Frequently Asked Questions about HSAs
How much money can I deposit each year into my HSA?
The limit to how much money can be withdrawn tax-free from your paycheck and used for your HSA as of this writing is $3000 for individuals and $6,000 for families. The pre-tax issue is a little complicated – you can only have that amount of money withdrawn on a pre-tax basis if your employer is offering a high deductible insurance plan (ask your administrator if you are unclear). If not, you can still deduct your deposits to your Health Savings Account, but not until tax time.
Can my employer contribute to my HSA, or does it all have to come from me?
While the overall limit still applies, your employer can make some of the contribution. For example, some employers may find that their costs when using high deductible insurance plans go down so much that they can afford to pay into employees’ health savings account and still save money.
What are the differences between health savings accounts and flexible spending accounts?
The biggest difference between FSAs and HSAs is the ability to roll money over year after year. The “plan year” limitations of FSAs is a major complication for some, especially when it comes to FSAs for medical expenses. The other major difference is that Health Savings Accounts are portable – if you move jobs or even retire you can keep the balance in your health savings account.

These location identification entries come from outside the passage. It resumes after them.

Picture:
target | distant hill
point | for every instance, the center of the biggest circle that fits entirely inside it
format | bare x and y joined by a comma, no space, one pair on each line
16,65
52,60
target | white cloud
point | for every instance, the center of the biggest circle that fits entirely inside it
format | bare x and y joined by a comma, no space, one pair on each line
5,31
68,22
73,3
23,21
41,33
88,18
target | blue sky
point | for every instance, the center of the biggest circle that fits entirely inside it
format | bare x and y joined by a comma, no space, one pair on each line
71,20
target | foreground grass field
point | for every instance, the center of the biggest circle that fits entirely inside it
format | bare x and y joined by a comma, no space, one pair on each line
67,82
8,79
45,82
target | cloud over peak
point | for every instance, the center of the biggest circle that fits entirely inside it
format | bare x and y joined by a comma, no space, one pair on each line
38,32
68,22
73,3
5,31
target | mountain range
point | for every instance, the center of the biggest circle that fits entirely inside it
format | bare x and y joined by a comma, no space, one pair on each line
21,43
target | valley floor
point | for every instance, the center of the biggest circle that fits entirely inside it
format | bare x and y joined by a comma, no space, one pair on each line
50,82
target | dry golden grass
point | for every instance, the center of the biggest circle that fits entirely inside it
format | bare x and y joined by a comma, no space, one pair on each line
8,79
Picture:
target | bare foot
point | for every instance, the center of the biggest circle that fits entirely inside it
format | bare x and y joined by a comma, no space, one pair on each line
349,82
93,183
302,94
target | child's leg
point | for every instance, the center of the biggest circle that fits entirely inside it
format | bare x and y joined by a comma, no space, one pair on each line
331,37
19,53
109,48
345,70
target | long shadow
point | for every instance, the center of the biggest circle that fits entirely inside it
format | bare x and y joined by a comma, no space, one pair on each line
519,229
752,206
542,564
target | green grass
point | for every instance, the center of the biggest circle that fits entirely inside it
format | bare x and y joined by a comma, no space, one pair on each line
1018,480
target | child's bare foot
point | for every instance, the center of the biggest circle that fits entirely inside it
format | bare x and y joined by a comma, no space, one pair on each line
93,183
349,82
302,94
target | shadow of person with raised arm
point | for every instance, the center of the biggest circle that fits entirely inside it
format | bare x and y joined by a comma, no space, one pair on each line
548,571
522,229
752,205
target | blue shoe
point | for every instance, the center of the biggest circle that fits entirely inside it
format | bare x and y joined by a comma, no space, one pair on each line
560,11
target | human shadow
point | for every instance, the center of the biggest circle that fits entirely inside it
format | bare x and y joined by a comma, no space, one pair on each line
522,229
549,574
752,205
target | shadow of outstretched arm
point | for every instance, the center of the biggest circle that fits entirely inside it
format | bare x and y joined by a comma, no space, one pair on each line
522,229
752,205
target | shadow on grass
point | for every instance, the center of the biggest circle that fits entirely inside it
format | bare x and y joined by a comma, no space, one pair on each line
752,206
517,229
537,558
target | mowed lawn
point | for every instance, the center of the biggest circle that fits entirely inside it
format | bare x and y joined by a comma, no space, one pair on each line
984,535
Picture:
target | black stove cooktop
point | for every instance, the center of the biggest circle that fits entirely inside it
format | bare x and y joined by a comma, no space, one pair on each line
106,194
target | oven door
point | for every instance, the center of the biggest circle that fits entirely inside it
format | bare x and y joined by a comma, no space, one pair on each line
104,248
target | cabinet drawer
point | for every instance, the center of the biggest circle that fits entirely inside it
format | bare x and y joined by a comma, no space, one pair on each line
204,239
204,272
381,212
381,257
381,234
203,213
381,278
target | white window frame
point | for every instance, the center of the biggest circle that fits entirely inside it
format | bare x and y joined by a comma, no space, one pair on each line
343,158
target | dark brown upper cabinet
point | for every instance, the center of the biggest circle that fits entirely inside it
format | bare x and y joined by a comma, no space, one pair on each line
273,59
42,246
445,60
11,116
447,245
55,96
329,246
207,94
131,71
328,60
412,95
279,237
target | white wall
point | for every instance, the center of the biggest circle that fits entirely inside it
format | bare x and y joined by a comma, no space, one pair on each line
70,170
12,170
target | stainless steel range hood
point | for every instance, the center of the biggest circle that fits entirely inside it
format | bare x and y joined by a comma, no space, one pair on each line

Can I have both a FSA and HSA?
In most cases you cannot have both types of accounts (if the FSA is for medical expenses)
Under what circumstances can money be withdrawn from a health savings account for non-medical purposes?
If you are under 65 you can withdraw money from your HSA for any reason, but you will not only pay a 20% penalty, but you will also pay back the tax savings that were only meant for money saved for medical purposes. Once you turn 65 the penalty goes away, but you still have to pay back the tax savings.